Assembly impeachment inquiry committee gives an update
The New York State Assembly’s committee that’s conducting an impeachment inquiry into Gov. Andrew Cuomo offered a brief progress report after meeting Wednesday.
Assemblyman Charles Lavine, who is chair of the Judiciary Committee, said the Davis Polk law firm that the Assembly hired has been busy looking into allegations that the governor sexually harassed several women, including female staffers; improperly used employees to help him write and edit a memoir about the COVID-19 pandemic; and covered up with his staff the number of deaths of nursing home residents during the pandemic.

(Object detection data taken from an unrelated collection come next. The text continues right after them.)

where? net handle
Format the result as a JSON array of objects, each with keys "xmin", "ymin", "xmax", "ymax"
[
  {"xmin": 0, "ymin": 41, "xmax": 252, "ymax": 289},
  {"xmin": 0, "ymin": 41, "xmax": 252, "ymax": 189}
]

“In total, Davis Polk has spoken to 75 individuals and entities that have information relative to the issues under investigation,” said Lavine, who added follow-up interviews and meetings with new witnesses are ongoing.
He said a hotline set up by the committee has received 290 messages, including emails and voicemails.

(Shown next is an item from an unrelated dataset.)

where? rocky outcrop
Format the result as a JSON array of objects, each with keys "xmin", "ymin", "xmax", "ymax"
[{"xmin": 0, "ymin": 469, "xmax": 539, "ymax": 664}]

Lavine said the attorneys have reviewed tens of thousands of documents, including emails and texts, photographs, personnel records, and training materials.
Lavine also addressed criticisms that the Assembly, which is paying Davis Polk $250,000 for the inquiry, is not devoting enough resources to the probe. Lavine said more money will likely be allotted as the investigation continues.
The impeachment inquiry began more than two months ago, and no time has been set for its completion. If the committee concludes that there is enough evidence against the governor, the next step would be impeachment.
State Republican Party Chair Nick Langworthy, in a statement, accused the Assembly, which is led by Democrats, of stalling to shield the embattled Democratic governor.
“There is already more than enough evidence to warrant Cuomo’s removal from office, yet the Assembly continues to dither and protect his power at the expense of New Yorkers.” Langworthy said.
Cuomo denies that he did anything wrong.